Most drift is not malicious. It is a teammate editing one agent file weeks after another file already defined a different rule. Reviewers see one file at a time in a PR. The next agent session just receives conflicting policy and silently chooses which rule to follow.

PolicyMesh exists to make those contradictions visible before they turn into nondeterministic agent behavior.

What it catches

Drift class Example
Instruction drift CLAUDE.md fences off sensitive paths while Cursor rules say agents may edit any file.
MCP drift The same MCP server is pinned in one config, @latest in another, and disabled somewhere else.
Permission drift Claude denies a sensitive read while Codex is trusted with network access and a broader sandbox.
Operational hazards A config launches an MCP server through sudo, points at a broken local script, or hides a risky imperative in review noise.

Quickstart

As a GitHub Action (most common)

name: PolicyMesh
on: pull_request
permissions:
  contents: read

jobs:
  policymesh:
    runs-on: ubuntu-latest
    steps:
      - uses: actions/checkout@v6
        with:
          fetch-depth: 0     # required for diff mode
      - uses: Conalh/PolicyMesh@v0.5.2
        with:
          fail-on: high
          diff: true         # gate only on findings this PR introduces or worsens

Writes a Markdown report to the Actions step summary and emits PR-visible ::warning annotations on the exact conflicting config lines.

Local CLI

git clone https://github.com/Conalh/PolicyMesh
cd PolicyMesh
npm install
npm run build

# Audit the bundled conflicted fixture
node dist/index.js audit --repo test/fixtures/conflicted --format markdown

# Or audit a real repo
node dist/index.js audit --repo /path/to/your/repo --format text

Example output

Real output from test/fixtures/conflicted, --format text:

PolicyMesh agent policy review: HIGH

Effective capability union:
- 1 MCP server configured
- 3 unpinned MCP packages
- bash wildcards allowed (Claude)
- broad read paths allowed (Claude)
- network enabled (Codex)
- Codex project trusted
- Codex sandbox: workspace-write
- Strictest: Claude (1 sensitive deny rule) · Loosest: Codex (trusted + network)

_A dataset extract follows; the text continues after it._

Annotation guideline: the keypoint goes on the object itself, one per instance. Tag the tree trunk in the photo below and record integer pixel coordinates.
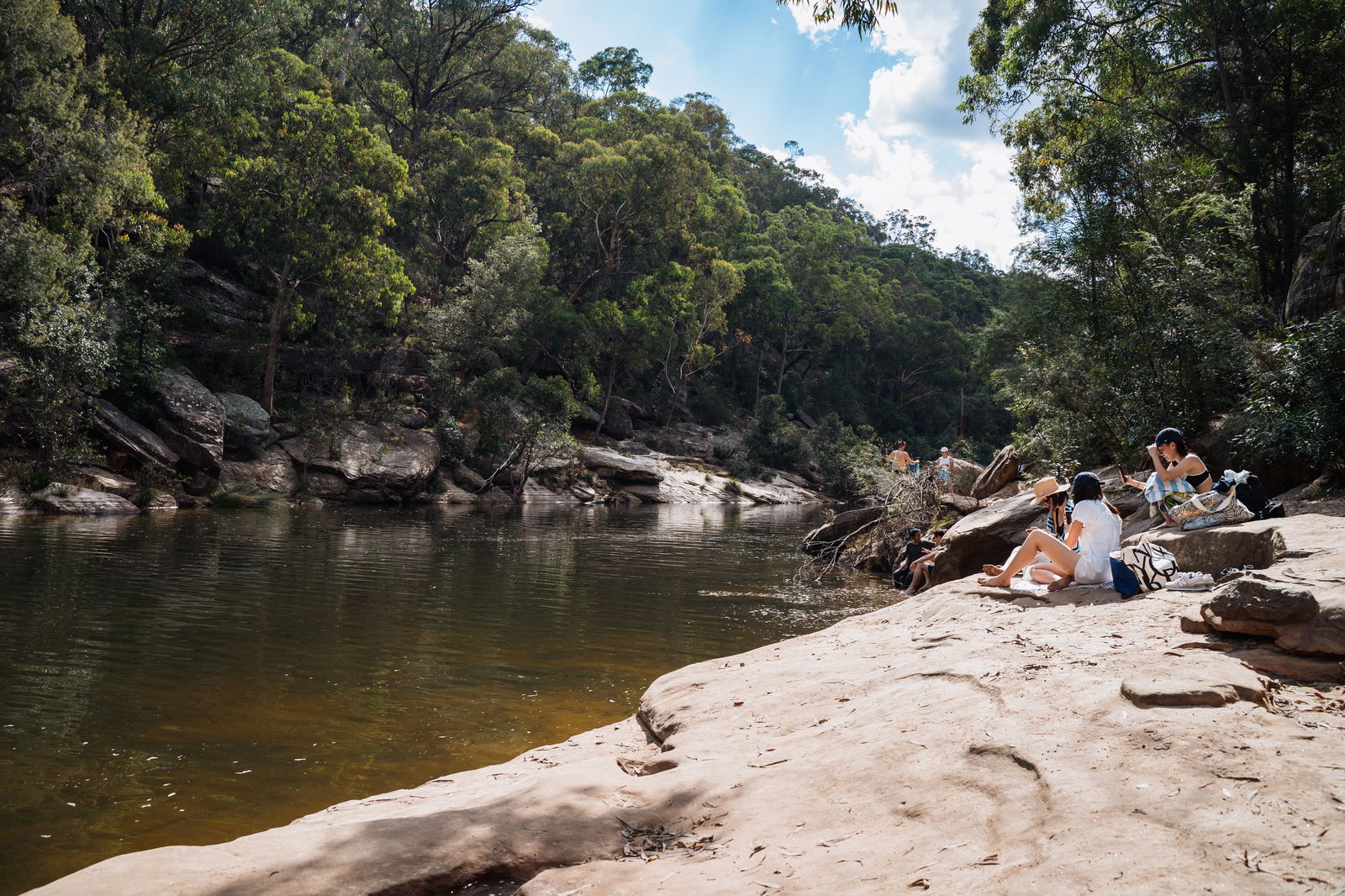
(607, 396)
(277, 319)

[HIGH]   github: MCP server "github" has different launch commands across surfaces:
         "npx -y @modelcontextprotocol/server-github@1.2.3" vs "@latest" vs "@2.0.0".
         Surfaces: Root MCP, Cursor MCP, VS Code MCP, Windsurf MCP, Codex.
[MEDIUM] github: unpinned command across 3 surfaces (@latest). Surfaces: Cursor, VS Code, Windsurf.
[MEDIUM] Read(.env): Claude denies Read(.env) but has broad allow rules Bash(npm *), Read(~/**).
[MEDIUM] network_access: Codex network access enabled alongside other configured surfaces.
[HIGH]   github: Codex project trusted while MCP servers are unpinned and inconsistent.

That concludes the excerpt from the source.